The real-world effects of this are two-fold:

  1. Optimization/inlining becomes hard for the compiler, since you can’t guarantee
    behaviour of any functions ahead of time.
  2. Users and devs can’t trust APIs – there’s no way to know what a function really does
    until you look right at the code, which is a huge failure of abstraction and generally
    a waste of people’s time.

The IO type from cats-effect helps with this. It asks us to be honest about which
parts of our code are effectful and which aren’t:

/* Read some runtime configuration. Application secret keys, maybe? */
def readConf(path: String): IO[Conf] = { ... }

/* Activate your database */
def initDB(conf: Conf): IO[DBHandle] = { ... }

/* Perform some query */
def lookup(h: DBHandle, query: Query): IO[Foo] = { ... }

/* Some pure transformation. No IO! */
def transform(foo: Foo): Foo = { ... }

def work(args: Array[String]): IO[Foo] = {
  val path: String = ??? // from args somehow
  val query: Query = ???

  /* (>>=) is the canonical alias for `flatMap` */
  readConf(path) >>= initDB >>= { lookup(_, query).map(transform) }

  /* Equivalent:
   for {
     conf <- readConf(path)
     hand <- initDB(conf)
     foo  <- lookup(hand, query)
   } yield transform(foo)
   */
}

def main(args: Array[String]): Unit = {
  work(args).attempt.unsafeRunSync match {
    case Left(err)  => ... // handle the error safely
    case Right(foo) => println(s"Success: ${foo.show}")
  }
}

If all side-effects are contained to things marked with IO, then we know
that strange runtime errors could never come from pure functions like
transform. Luckily, IO also catches exceptions for us similar to Try,
and lets us handle them gracefully as seen in main.

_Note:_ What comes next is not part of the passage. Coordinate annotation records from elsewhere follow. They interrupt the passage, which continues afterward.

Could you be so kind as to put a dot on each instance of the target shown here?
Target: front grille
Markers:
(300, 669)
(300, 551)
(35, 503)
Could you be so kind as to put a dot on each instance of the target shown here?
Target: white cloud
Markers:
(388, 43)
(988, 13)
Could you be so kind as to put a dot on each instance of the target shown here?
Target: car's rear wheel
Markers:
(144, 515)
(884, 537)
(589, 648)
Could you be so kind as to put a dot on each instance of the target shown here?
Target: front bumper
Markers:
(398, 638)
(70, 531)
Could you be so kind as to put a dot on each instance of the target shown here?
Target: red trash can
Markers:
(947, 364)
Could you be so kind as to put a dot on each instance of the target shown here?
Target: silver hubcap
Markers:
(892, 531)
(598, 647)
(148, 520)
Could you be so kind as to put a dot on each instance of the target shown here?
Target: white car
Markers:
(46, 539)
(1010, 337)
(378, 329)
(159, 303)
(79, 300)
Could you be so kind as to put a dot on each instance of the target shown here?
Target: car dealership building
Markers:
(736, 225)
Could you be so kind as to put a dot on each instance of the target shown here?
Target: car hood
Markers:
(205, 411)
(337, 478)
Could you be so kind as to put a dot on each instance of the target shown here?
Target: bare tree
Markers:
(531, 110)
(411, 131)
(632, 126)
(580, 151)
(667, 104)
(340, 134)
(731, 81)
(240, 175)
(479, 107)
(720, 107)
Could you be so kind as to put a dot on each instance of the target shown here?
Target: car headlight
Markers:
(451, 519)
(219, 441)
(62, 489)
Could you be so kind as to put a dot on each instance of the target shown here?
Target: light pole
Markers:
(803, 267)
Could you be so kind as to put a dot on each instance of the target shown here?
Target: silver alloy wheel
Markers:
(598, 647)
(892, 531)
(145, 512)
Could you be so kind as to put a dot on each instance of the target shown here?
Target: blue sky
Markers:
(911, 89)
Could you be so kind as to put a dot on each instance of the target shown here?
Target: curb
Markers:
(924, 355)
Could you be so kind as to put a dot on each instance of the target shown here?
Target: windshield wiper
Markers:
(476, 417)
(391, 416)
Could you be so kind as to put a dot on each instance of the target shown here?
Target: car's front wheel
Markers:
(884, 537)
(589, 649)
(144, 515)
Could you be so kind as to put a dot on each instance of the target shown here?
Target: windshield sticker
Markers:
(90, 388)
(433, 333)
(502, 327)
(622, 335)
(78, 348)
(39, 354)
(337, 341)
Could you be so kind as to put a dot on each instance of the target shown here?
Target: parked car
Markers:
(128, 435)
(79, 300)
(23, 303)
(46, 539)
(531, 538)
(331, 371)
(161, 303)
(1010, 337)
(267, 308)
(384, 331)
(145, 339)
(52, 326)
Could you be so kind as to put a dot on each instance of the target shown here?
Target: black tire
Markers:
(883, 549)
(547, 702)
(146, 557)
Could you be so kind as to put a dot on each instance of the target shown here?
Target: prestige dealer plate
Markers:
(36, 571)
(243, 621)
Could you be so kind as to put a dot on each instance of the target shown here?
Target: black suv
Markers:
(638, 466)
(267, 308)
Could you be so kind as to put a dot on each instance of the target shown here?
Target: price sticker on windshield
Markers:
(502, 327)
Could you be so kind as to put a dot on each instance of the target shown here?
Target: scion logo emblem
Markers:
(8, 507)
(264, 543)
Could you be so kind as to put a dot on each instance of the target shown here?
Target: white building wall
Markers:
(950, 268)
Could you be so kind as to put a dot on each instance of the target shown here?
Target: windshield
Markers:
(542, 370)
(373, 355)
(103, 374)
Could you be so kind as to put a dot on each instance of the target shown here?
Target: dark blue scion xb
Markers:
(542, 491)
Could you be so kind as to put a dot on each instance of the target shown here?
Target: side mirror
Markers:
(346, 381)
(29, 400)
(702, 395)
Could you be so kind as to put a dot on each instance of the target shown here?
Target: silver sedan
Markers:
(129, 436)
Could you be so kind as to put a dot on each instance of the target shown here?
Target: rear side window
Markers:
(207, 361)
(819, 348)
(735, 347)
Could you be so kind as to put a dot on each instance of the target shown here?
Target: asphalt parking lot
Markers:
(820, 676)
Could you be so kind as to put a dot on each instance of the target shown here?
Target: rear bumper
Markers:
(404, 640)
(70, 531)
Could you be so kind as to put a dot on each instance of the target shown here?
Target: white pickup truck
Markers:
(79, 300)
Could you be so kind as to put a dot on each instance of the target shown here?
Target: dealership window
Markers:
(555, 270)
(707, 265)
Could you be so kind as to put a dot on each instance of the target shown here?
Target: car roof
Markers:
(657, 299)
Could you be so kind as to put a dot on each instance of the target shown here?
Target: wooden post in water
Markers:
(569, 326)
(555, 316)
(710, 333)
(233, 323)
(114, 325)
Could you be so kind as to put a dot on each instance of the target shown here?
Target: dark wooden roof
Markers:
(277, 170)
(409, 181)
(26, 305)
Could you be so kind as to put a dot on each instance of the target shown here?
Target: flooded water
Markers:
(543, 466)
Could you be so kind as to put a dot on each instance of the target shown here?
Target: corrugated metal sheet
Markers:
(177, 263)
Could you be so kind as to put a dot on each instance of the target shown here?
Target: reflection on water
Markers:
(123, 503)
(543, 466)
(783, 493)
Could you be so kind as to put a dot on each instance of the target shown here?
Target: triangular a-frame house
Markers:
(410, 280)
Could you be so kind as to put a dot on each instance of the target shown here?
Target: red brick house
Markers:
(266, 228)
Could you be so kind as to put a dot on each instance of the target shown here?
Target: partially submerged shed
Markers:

Unlike Haskell, Scala does not force usage of IO in applications. So,
its usage would have to be a “best practice” on the team. To help with this,
a future version of the scalafix linter will ban usage of side-effectful
functions like println in methods that do not return in the IO type.

Allow me to be frank: if we find ourselves having thoughts like “escape hatches
are unavoidable in real code” or “oh, it couldn’t hurt to just slip some
innocent file reading in here…” we must stop ourselves. We are being lazy and
our design is almost certainly incorrect. For the sake of the future sanity of
both us and our colleagues, we must take a step back and rework things to use
the IO type. The result will be much cleaner, I promise you. Likewise, if we
hear colleagues utter the sentiments above, we should douse them in Holy Water
and show them this article.

2.7 Defining Typeclass Instances

When defining a “typeclass instance” for your type, please do so in that type’s
companion object:

import cats._

case class Pair(a: Int, b: Int)

object Pair {
  /* via the "kittens" library */
  implicit val pairEq: Eq[Pair] = derive.eq[Pair]

  implicit val pairSemi: Semigroup[Pair] = new Semigroup[Pair] {
    def combine(x: Pair, y: Pair): Pair = Pair(x.a + y.a, x.b + y.b)
  }
}

Not doing so is called writing “Orphan Instances”, which are a source of great
import confusion. Languages that have first-class typeclass support throw
compiler warnings when you write orphans, so please believe me that it’s an
anti-pattern.

The kittens library can be used to automatically derive instances for the standard
typeclasses.

2.8 Libraries for Developer “Standard of Living”

The following libraries can do wonders for a Scala developer’s
“standard of living”:

  • Kittens: Automatic derivation of typeclass instances
  • Decline: Easy command-line options
  • Circe: JSON Encoding/Decoding
  • Atto: Dead-simple string parsing

3 Conclusion

The bounds of Functional Programming go beyond what I’ve described, but exploration
of just what’s here is enough to bring more order and simplicity to your Scala
projects. Developer happiness will go up, and the costs of debugging will go down.
Why not try?

Happy lambdas!